Sarı Kız yaşadığı ilçenin yüksek platosuna çıktığında gözleri ufka daldı. Ortasından kıvrıla kıvrıla geçen iki nehir, menderesler çizerek şehrin merkezine doğru akıyor, köprünün altında birleşip yoluna devam ediyordu. Nehirlerin sularında gökyüzü parıldıyor, kavak ağaçlarının dalları bu görüntüyü tamamlıyordu.
Ama Sarı Kız’ın yüreğini burkan bir şey vardı: platonun etrafını çevreleyen dağlar…
Bir zamanlar bu dağlar yemyeşildi. Çamların reçine kokusu rüzgâra karışır, kuşların şarkısı vadilerde yankılanırdı. Büyükleri anlatırdı: “Eskiden buralarda geyikler dolaşır, karacalar su içerdi. Ağaçların gölgesi yaz sıcağında bile serinlik getirirdi.”
Şimdi ise tek bir ağaç bile kalmamıştı. Dağlar kupkuru, çıplak ve sessizdi.
Sarı Kız dedesinin defterini açtı. Sararmış sayfalarda şu satırlar yazılıydı:
“Savaş yıllarında düşman bu dağları ateşe verdi. Ormanlar cayır cayır yanarken gökyüzü simsiyah oldu. Kuşlar, hayvanlar, insanlar o gün umutlarını kaybetti.
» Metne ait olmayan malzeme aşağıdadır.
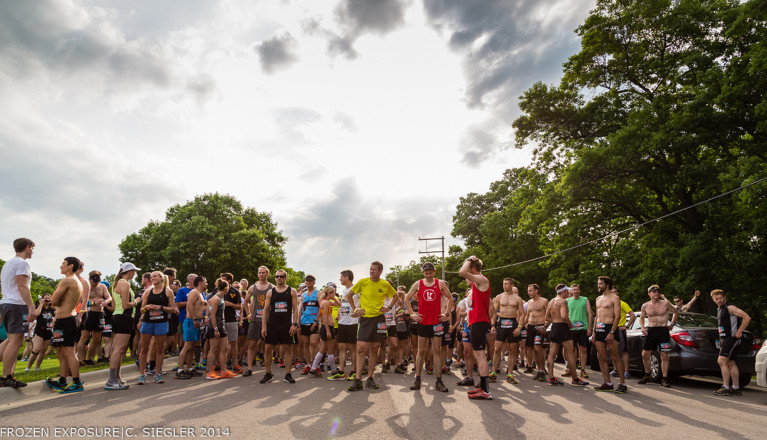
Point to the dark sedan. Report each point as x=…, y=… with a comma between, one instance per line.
x=694, y=349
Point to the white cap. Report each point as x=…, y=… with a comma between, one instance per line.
x=128, y=266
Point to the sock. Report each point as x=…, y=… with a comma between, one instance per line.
x=483, y=384
x=316, y=362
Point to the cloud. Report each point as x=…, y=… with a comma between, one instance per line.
x=276, y=52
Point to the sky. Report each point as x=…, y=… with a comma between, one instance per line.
x=358, y=124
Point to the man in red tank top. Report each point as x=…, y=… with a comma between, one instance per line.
x=430, y=318
x=479, y=322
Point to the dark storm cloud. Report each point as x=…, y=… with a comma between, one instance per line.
x=276, y=52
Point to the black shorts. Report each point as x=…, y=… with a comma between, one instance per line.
x=729, y=347
x=64, y=331
x=94, y=322
x=580, y=337
x=324, y=334
x=122, y=325
x=560, y=332
x=534, y=336
x=347, y=333
x=601, y=330
x=306, y=330
x=657, y=338
x=478, y=332
x=372, y=329
x=504, y=330
x=278, y=333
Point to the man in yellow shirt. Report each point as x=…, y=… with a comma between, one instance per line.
x=372, y=323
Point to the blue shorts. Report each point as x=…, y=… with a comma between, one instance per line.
x=191, y=334
x=154, y=328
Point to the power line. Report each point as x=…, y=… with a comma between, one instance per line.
x=613, y=234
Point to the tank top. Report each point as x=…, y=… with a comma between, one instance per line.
x=280, y=306
x=311, y=306
x=117, y=301
x=156, y=316
x=480, y=304
x=728, y=324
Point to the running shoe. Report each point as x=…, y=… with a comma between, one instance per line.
x=481, y=395
x=467, y=382
x=72, y=388
x=578, y=383
x=604, y=387
x=356, y=385
x=115, y=385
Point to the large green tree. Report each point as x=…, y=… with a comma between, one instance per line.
x=211, y=234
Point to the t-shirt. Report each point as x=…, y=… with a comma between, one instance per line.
x=344, y=313
x=372, y=294
x=182, y=296
x=625, y=308
x=13, y=267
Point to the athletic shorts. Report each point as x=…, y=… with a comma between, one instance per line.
x=94, y=322
x=347, y=333
x=729, y=347
x=504, y=330
x=657, y=338
x=190, y=333
x=122, y=325
x=254, y=330
x=372, y=329
x=14, y=316
x=580, y=337
x=64, y=331
x=601, y=330
x=154, y=328
x=231, y=331
x=278, y=333
x=560, y=332
x=478, y=331
x=306, y=330
x=324, y=334
x=534, y=336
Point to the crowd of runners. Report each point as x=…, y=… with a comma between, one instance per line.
x=336, y=331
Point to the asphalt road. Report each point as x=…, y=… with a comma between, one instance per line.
x=315, y=408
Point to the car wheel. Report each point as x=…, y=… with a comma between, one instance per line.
x=744, y=380
x=655, y=367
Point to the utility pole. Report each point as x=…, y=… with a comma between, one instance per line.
x=427, y=251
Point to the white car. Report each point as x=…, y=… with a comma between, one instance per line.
x=761, y=367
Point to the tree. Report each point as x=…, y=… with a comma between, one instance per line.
x=211, y=234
Sonra barış geldi, ama kış sertti. Fakir halk, kalıntılarda kalan dalları, gövdeleri söküp yakacak yaptı. Çünkü soğuk ekmekten bile önce geliyordu. Böylece dağların nefesi bitti, sessizlik kaldı.”
Sarı Kız sayfaları okudukça sanki rüzgâr da fısıldıyordu. Dağların yamacından esen rüzgâr kuru taşlara çarpıyor, boşluğu daha derinden hissettiriyordu.
O an Sarı Kız’ın gözleri doldu.
— Eğer bu dağlar yeniden yeşermese, bizim nefesimiz de yarım kalacak, diye düşündü.
Arkadaşlarına döndü:
— Bir zamanlar bu dağlarda ormanlar vardı. Şimdi yok oldular. Ama köklerin derinlerinde belki hâlâ umut vardır. Biz yeniden fidan dikeriz, büyütürüz. Dağlar bir gün yine şarkı söyler.
Çocuklar onun gözlerindeki kararlılığı görünce başlarını salladılar. Belki küçük ellerdi onlarınkiler, ama umut büyüktü.
Ve Sarı Kız o gün bir söz verdi:
“Bu dağlar bir gün yeniden nefes alacak. Çünkü geçmişi anlamak geleceği kurtarmaktır.”